Además de lo dicho hasta ahora, hay otra cuestión referente a la objeción de conciencia que es preciso reseñar. Es evidente que se trata de un derecho individual, y no colectivo, porque esa es la característica principal que define a la conciencia, pero, y aquí entramos en el dilema ético-jurídico, también es un derecho ahora reconocido el de poder acceder a la ayuda para morir dadas determinadas circunstancias. ¿A qué se le da prioridad? No se puede escamotear la respuesta diciendo que si una profesional se niega a ayudar para morir se puede recurrir a otras que sí estén dispuestas a llevarla a la práctica, porque estamos hablando de prioridad de valores, no de problemas prácticos o de gestión. En mi deambular por los derroteros de la filosofía y de la ética, he asumido un método para juzgar las situaciones como la que acabo de plantear: se trata de situar el conflicto en la situación más extrema imaginable, para determinar qué es lo más deseable desde el punto de vista ético. En el caso que nos ocupa esa situación límite consistiría en suponer que la persona que solicita la eutanasia cumple con todas las condiciones exigibles, pero solo hay una profesional sanitaria que la puede llevar a la práctica, y que se declara objetora de conciencia.

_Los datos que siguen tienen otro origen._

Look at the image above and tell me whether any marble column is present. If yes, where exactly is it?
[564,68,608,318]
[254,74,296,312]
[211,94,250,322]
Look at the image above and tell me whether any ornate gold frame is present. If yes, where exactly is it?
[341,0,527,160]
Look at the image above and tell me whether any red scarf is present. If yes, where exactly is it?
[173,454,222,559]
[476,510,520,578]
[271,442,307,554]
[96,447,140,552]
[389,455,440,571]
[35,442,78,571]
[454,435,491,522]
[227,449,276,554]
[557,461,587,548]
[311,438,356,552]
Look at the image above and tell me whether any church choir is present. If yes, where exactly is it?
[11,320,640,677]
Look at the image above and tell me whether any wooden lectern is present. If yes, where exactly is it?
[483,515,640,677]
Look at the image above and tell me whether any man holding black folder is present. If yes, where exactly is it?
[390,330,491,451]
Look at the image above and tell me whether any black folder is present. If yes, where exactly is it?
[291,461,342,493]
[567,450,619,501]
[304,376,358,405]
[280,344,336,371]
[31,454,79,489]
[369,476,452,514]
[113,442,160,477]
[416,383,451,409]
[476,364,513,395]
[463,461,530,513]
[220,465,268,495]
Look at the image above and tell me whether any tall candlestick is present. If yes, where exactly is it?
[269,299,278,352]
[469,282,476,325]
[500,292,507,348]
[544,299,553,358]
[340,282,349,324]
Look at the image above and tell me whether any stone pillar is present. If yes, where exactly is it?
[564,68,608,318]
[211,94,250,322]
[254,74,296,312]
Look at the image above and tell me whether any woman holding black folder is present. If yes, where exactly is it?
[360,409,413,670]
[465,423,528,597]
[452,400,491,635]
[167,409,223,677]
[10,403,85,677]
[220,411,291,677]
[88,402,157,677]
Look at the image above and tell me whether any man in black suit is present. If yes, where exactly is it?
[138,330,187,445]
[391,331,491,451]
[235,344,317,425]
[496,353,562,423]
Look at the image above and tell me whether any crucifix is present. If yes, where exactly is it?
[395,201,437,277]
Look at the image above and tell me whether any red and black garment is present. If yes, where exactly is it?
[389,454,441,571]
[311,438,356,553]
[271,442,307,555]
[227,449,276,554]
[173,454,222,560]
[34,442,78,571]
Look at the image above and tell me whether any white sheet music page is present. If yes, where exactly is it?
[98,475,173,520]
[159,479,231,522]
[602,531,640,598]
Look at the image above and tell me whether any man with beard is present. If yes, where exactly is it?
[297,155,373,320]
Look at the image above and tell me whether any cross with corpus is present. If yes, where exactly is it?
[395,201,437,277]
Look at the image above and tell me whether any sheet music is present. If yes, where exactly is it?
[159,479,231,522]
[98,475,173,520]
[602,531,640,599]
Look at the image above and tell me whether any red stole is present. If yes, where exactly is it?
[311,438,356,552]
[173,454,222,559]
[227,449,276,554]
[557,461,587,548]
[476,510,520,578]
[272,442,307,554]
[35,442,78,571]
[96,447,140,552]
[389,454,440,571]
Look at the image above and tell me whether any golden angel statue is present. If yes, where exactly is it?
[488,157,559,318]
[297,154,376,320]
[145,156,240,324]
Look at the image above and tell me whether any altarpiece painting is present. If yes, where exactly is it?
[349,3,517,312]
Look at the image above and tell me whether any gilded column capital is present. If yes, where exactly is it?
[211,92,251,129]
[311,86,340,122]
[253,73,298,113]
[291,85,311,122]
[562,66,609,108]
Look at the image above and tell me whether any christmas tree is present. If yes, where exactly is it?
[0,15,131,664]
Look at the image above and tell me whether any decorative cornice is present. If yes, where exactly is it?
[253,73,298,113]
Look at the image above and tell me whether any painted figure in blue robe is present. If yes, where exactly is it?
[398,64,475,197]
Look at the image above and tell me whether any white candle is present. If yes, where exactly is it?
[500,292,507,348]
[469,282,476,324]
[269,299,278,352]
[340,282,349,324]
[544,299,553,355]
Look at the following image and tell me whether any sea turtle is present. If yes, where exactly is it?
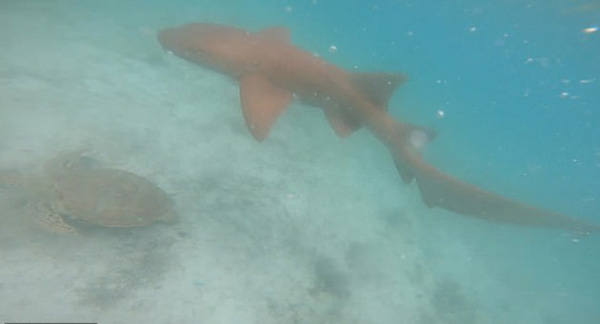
[0,151,177,233]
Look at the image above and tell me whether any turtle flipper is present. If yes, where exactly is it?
[30,202,78,235]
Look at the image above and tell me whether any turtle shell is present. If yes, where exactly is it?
[53,168,177,227]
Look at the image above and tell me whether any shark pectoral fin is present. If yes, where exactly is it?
[350,73,408,108]
[397,153,600,232]
[324,108,360,138]
[257,27,291,44]
[240,75,292,141]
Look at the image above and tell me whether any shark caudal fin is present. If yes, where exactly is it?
[393,136,600,233]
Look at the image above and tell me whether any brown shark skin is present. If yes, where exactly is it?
[158,23,600,233]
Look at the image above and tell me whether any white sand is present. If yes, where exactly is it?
[0,5,592,324]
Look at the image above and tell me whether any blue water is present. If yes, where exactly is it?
[0,0,600,324]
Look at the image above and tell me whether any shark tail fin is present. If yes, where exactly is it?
[391,125,600,233]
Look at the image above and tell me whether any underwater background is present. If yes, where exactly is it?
[0,0,600,324]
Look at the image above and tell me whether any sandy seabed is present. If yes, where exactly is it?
[0,2,592,324]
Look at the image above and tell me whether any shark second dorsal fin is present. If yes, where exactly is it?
[324,107,361,138]
[257,27,291,44]
[350,73,408,108]
[240,74,292,141]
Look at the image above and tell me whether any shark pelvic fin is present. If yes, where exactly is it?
[350,73,408,109]
[240,74,292,141]
[257,27,291,44]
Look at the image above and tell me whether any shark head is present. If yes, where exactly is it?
[158,23,255,76]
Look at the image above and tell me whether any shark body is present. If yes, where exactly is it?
[158,23,600,232]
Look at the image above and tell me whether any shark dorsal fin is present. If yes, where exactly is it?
[240,74,292,141]
[350,73,407,108]
[257,27,291,44]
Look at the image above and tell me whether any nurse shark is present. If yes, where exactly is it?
[158,23,600,232]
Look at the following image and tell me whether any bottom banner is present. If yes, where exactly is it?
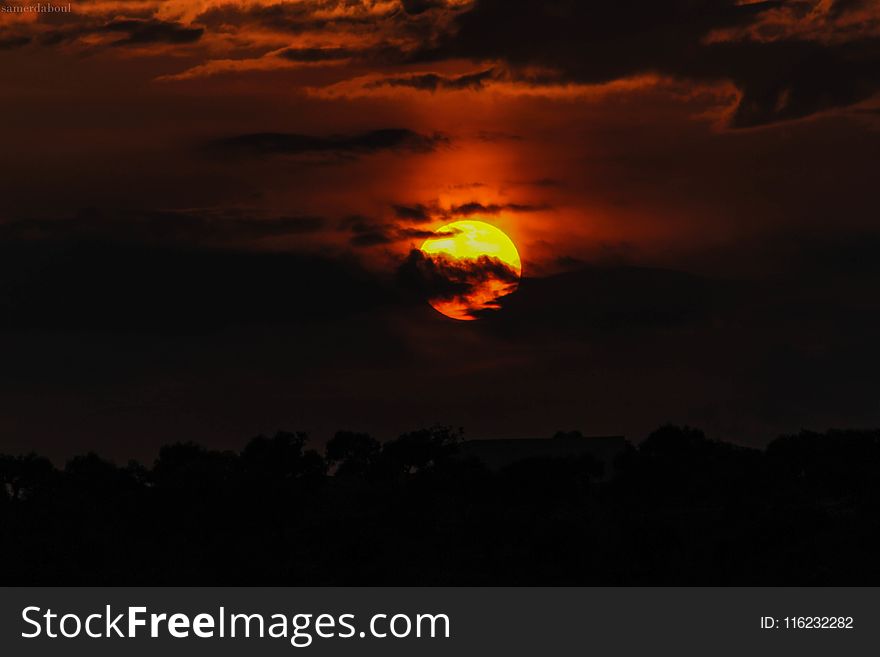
[0,588,880,657]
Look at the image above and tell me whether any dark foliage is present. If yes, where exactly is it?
[0,426,880,585]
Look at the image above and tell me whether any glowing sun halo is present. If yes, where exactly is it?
[421,221,522,320]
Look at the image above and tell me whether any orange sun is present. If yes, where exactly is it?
[421,221,522,320]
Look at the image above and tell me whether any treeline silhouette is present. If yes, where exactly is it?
[0,426,880,585]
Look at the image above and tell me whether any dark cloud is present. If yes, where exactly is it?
[392,203,432,223]
[0,241,394,333]
[339,215,456,247]
[397,228,444,240]
[397,249,519,301]
[0,36,31,50]
[278,48,356,63]
[96,18,205,46]
[419,0,880,127]
[196,0,375,34]
[403,0,446,16]
[207,128,449,156]
[447,202,548,217]
[0,209,326,246]
[365,68,495,91]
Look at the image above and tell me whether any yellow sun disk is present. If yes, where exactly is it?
[421,221,522,321]
[421,221,522,276]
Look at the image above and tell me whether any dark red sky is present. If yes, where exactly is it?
[0,0,880,457]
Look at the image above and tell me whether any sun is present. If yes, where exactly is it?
[421,220,522,320]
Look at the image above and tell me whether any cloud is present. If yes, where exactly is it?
[364,68,496,91]
[95,18,205,46]
[208,128,449,157]
[391,203,433,223]
[391,201,550,223]
[397,249,519,301]
[415,0,880,128]
[0,36,31,50]
[0,209,326,246]
[401,0,446,16]
[278,48,356,63]
[0,242,397,334]
[447,202,549,217]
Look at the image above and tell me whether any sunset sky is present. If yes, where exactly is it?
[0,0,880,458]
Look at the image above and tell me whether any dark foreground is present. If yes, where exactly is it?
[0,427,880,585]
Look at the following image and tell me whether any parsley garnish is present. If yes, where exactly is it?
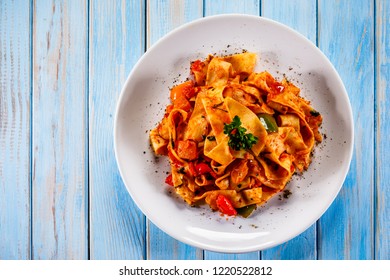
[223,116,258,151]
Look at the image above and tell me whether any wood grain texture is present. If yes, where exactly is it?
[0,1,31,260]
[146,0,203,259]
[32,0,88,259]
[89,1,146,259]
[318,1,375,259]
[262,0,317,260]
[374,0,390,260]
[204,0,261,260]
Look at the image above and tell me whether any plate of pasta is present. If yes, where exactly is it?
[114,15,353,253]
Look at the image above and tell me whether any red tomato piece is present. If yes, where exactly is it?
[195,162,213,175]
[216,194,237,216]
[165,174,173,187]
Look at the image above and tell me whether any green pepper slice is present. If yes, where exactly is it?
[257,114,278,132]
[236,204,257,218]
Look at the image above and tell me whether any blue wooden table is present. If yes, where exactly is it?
[0,0,390,260]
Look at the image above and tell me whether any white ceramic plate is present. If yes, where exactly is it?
[114,15,353,253]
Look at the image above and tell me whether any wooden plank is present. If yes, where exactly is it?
[32,0,88,259]
[318,0,374,259]
[147,0,203,259]
[204,0,260,260]
[89,1,146,259]
[375,0,390,260]
[0,1,31,259]
[262,0,317,260]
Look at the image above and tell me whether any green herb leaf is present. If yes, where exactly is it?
[223,116,258,151]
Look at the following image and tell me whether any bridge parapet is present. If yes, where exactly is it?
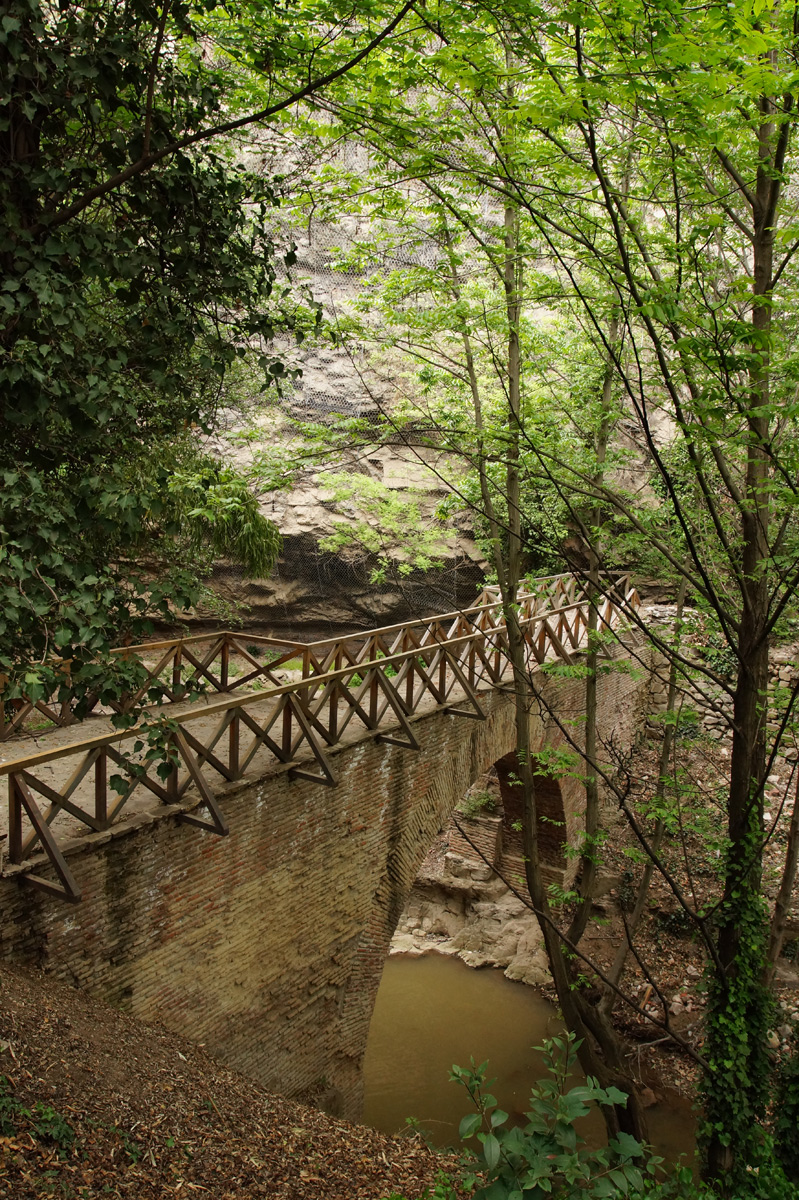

Lo que resolvamos en este caso será el paradigma para juzgar qué tiene preferencia desde el punto de vista axiológico, el derecho a la ayuda para morir o el derecho a la objeción de conciencia. Yo considero que, sin lugar a dudas, es el primero de los dos el preferente, porque en la relación médica-paciente quien tiene la prioridad es la paciente para decidir sobre su existencia, y a la médica le corresponde ayudar a la paciente en sus decisiones. Lo contrario significa convertir a la profesional sanitaria en el fin de la medicina y no en el medio para su aplicación.